Um a sete
Dizem por aí, em tom crítico, que brasileiro só é patriota em épocas de
Copa e Olimpíadas. Acho que é isso que acontece aqui comigo. Nunca entendi bem
o patriotismo, sempre pareceu um sentimento artificial. Desde a escola,
cantando o Hino Nacional ou o Hino à Bandeira em fila, sempre diziam que eu
devia "amar a pátria", mas nunca explicaram o motivo. Isso não me
impediu de crescer e gostar do Brasil. Pelo contrário, tentar enxergar além
desse patriotismo tão abstrato e impalpável me ajudou a perceber que eu de fato
gosto daqui porque me identifico com muitos costumes e características
desse canto do mundo, e não porque devo ter "orgulho de ser
brasileiro".
As únicas épocas em que eu me vejo vibrando simplesmente por ser
brasileiro são durante Copas do Mundo, só porque eu gosto de futebol. Como faço questão de colocá-lo em seu devido
lugar na ordem de relevância das coisas, sigo a verdade já revelada por Nelson
Rodrigues: "o futebol é a coisa mais importante entre as coisas
desimportantes". O futebol emociona, arrebata, mas não muda o mundo. Por
isso posso dizer que torço pela seleção brasileira sem me preocupar em teorizar
demais sobre o assunto. Pensar em futebol brasileiro me traz muitas lembranças
- minha infância, os jogos que eu assistia com meu pai, a própria história das
seleções brasileiras -, tudo converge para me tornar um torcedor da seleção
brasileira de futebol. Mas não vejo necessidade de reconhecer em nenhum desses
motivos algo racional. É um grande alívio poder ser assim irracional com
o futebol, esse desimportante.
Digo isso porque vi muitos amigos torcendo contra a seleção brasileira.

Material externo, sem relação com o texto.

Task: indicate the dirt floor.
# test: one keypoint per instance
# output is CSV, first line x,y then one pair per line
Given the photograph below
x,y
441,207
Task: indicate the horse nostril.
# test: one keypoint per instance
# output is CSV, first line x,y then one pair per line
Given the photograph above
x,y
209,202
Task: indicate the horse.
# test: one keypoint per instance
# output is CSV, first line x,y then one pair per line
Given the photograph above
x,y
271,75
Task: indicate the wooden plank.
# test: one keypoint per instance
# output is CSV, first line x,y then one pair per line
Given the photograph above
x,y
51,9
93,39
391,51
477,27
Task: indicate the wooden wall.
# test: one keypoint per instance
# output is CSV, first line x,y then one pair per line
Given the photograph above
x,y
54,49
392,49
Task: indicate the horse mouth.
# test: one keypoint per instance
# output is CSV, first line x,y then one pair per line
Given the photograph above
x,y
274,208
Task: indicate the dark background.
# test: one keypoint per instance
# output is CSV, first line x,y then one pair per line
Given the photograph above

Não fizeram isso porque normalmente já torçam para outras seleções - mesmo porque muitos nem
mesmo gostam de futebol -, mas por acreditarem que a derrota da seleção seria
uma derrota política, derrota dos governantes que contribuíram para os tantos
absurdos que existiram nos anos que antecederam essa Copa. Nesses amigos,
primeiro, eu reconheço boa-fé. São pessoas que buscam ser críticas e
solidárias, isso é valoroso. Apesar disso, e não me levem a mal, há algo de ingênuo
nessa reação. O futebol nem sempre é só futebol, mas também não é isso tudo. O
futebol, diz-se, tem muito de pão e circo. Talvez tenha. Mas é pouco, bem menos do que se diz.

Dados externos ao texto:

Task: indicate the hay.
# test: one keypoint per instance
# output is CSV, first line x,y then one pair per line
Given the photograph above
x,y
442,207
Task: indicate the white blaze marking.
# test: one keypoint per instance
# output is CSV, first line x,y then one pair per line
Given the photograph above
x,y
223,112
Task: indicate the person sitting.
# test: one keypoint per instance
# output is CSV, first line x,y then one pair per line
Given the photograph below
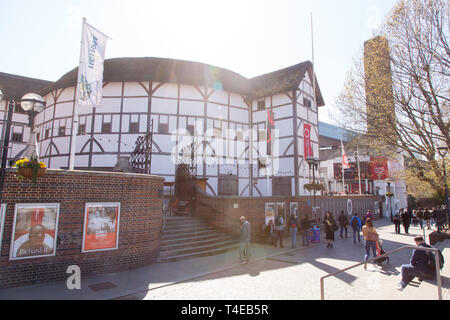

Copas do Mundo são sempre em anos de eleição para Presidente - e a
coincidência para por aí. Em 1994, o Brasil foi campeão e Fernando Henrique foi
eleito. Em 98, o Brasil deu vexame na final e FH foi reeleito. Em 2002, Brasil
campeão do mundo, mas o presidente não elegeu seu candidato. 2006, Brasil
derrotado, mas o Lula foi reeleito. Veio 2010, o Brasil perdeu, mas o
presidente elegeu sua candidata. São 20 anos de eleições e Copas, não é pouca coisa. Talvez, como
se diz, o brasileiro precise aprender a votar. Mas um dos erros a serem
corrigidos não é votar pelo resultado da Copa.
Quando a seleção brasileira perde, quem perde é ela própria. No máximo podemos
dizer que perde também o futebol brasileiro como um todo, ainda mais em derrotas
como a de ontem (que explicitam haver mais de podre no futebol do que um
time mal treinado). Não perdem os políticos, não perdem “os corruptos”, não
perde o partido do governo, nem o prefeito, o governador, a presidente. Não
vence a violência policial, não vencem as violações de direitos humanos, não
vencem as desocupações de populações pobres, não vencem os estádios caríssimos
que serão subutilizados. A seleção perdeu, só ela, e nada disso mudará. Se tivesse
vencido, nada mudaria também.
Não há nada de errado em não torcer pela seleção. É compreensível que desanime quem se sensibiliza com tudo isso. Mas torcer contra assim, sem
razão, é só um pensamento vingativo vazio, sem sentido. É apontar esforços, mesmo que bem intencionados, à
direção errada. Uma derrota da seleção brasileira não é uma vitória política.